Et madame ! Ô madame ! Ariane a 45 ans et un « sourire lumineux ». Forcé, à ce prix-là. Elle parle cinq langues, élève en majesté les quatre filles de l’union, mais reste et demeurera « d’abord une professionnelle de la finance ». Bon, j’arrête les niaiseries. J’avoue avoir cru un bref instant à une parodie quelconque, mais Le Nouvel Obs n’est-il pas une splendide parodie de la première à la dernière page ? Malgré la présence d’une poignée de bons journalistes, dont certains franchement excellents, si. Aussi bien, droit à l’essentiel : Ariane est écologiste. Fatalement. Une personne aussi admirable est bien obligée de l’être. Et cela donne ceci : « Écologiste convaincue, Ariane de Rothschild est à l’initiative – avec le cabinet BeCitizen – d’une gamme de fonds d’investissement ditsd’économie positive”, pour “ renverser la dynamique court-termiste de rentabilité à tout prix” ». Au chapitre de l’économie positive – et écologique -, quoi ? Eh bien,  notamment « des projets de barrage et de chemin de fer au Congo, des cultures de biocarburants au Burkina Faso, des routes au Sénégal ». Et la madame Ariane de préciser : « Mes liens avec l’Afrique, où vit toujours mon père, sont restés forts »

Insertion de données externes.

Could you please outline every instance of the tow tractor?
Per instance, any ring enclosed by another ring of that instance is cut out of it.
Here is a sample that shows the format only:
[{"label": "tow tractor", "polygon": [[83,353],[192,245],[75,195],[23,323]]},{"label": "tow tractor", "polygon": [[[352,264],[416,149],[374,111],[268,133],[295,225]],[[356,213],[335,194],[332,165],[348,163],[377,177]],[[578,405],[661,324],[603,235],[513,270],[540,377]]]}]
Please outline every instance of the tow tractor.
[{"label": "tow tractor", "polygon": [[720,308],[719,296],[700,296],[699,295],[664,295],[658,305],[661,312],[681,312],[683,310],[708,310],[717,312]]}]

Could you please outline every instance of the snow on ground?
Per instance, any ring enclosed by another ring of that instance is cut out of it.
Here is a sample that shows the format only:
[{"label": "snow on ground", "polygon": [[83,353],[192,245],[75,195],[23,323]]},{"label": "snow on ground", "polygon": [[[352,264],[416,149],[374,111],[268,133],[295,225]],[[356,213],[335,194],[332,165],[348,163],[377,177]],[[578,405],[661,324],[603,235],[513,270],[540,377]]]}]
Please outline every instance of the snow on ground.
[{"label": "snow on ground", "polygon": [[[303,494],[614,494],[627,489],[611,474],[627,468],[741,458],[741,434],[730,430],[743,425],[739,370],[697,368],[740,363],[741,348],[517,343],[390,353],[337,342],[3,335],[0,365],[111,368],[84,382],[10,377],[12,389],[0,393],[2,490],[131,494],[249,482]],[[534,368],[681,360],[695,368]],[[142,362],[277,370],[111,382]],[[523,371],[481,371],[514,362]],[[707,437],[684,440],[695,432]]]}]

Des barrages. Des biocarburants. Je ne vous ferai pas mon cinq centième cours de base sur l’horreur écologique et humaine que ces entreprises entraînent fatalement.  Ce sera toujours pire que ce que je pourrais en dire. Comment qualifier le crime des biocarburants, qui consistent à changer en carburant des plantes alimentaires, dans un monde d’affamés ? Euh, je sens que ce n’est plus très drôle, navré. Mais voilà où en est la presse. Mais voilà à quel degré d’ignorance – car il s’agit en l’occurrence,  au point de départ en tout cas, d’ignorance sans bornes – sont rendus des journalistes fêtés, primés, reconnus par le milieu et les élites de gauche et de droite. C’est fou. Mais le pire, c’est que c’est vrai.